NEW YORK – Oil prices eased on Thursday after U.S. data showed a surprise build in crude stockpiles last week, confirming an industry report.
Brent LCOc1 futures fell 28 cents, or 0.7%, to $40.51 a barrel by 1:20 p.m. EDT (1720 GMT), while U.S. West Texas Intermediate (WTI) crude CLc1 fell 23 cents, or 0.6%, to $37.82.
The U.S. Energy Information Administration (EIA) said crude inventories rose 2.0 million barrels last week.
Analysts in a Reuters poll had forecast a 1.3-million barrel draw, and the American Petroleum Institute on Wednesday reported a 3 million-barrel increase.

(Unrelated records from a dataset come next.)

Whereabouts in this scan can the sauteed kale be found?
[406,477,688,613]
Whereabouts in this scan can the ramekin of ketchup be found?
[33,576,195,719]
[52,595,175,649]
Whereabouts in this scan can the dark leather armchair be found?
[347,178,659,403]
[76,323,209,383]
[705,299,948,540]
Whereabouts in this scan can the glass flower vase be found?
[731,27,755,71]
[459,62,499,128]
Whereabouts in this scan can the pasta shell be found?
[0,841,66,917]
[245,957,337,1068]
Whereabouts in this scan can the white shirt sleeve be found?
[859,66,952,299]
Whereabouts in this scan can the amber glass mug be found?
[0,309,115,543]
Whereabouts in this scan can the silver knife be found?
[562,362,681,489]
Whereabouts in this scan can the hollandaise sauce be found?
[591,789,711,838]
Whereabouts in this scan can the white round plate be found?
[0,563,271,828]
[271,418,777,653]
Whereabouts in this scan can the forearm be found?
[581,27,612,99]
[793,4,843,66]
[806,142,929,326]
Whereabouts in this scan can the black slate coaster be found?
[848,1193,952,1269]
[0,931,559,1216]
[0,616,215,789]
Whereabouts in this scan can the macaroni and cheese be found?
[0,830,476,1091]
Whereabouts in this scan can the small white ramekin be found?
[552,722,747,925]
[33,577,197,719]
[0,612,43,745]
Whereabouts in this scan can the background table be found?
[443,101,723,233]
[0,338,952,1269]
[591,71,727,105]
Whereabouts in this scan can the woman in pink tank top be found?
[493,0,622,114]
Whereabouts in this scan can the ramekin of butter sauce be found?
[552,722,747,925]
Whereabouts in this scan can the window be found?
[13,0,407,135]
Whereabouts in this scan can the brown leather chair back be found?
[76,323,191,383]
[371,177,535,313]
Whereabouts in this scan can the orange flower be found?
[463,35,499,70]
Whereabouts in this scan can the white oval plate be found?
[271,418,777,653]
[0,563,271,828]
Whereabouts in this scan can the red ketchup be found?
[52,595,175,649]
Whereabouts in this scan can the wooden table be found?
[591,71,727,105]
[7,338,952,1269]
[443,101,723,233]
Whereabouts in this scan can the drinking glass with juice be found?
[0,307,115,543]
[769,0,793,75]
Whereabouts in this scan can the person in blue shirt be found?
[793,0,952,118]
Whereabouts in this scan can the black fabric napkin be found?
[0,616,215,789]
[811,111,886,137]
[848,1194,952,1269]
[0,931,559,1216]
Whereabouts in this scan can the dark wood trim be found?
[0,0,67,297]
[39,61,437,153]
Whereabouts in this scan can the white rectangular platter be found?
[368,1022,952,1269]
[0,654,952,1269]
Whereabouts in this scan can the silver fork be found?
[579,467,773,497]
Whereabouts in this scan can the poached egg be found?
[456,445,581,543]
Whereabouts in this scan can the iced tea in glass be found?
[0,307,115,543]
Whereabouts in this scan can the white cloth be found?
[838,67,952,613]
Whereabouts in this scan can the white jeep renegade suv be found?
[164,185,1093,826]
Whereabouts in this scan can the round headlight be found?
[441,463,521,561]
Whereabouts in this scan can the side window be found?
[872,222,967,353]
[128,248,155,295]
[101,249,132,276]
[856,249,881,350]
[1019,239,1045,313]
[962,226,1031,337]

“Oil prices were unfazed after U.S. stockpiles unexpectedly rose … Crude production is starting to return following a couple of storms, but a weak demand outlook and the start of maintenance season will keep pressure (on) oil prices,” said Edward Moya, senior market analyst at OANDA in New York.
Brent and WTI futures dropped to their lowest since mid June earlier this week and have remained in oversold territory over the past several days. Brent’s Relative Strength Index (RSI) was under 30 for a fifth straight day for the first time since March.
In China, Bank ANZ said oil imports were likely to level off as independent refineries reach their maximum quotas.
In a further bearish sign, leading commodity traders were booking tankers to store crude oil and diesel.
The rising stockpiles come ahead of a meeting on Sept. 17 of the market monitoring panel of the Organization of the Petroleum Exporting Countries (OPEC) and allies including Russia, a group known as OPEC+.
“Despite the recent slide in oil prices, we think that the OPEC+ leadership will continue to direct its efforts towards securing better compliance rather than pushing for deeper cuts at this stage,” RBC analysts said.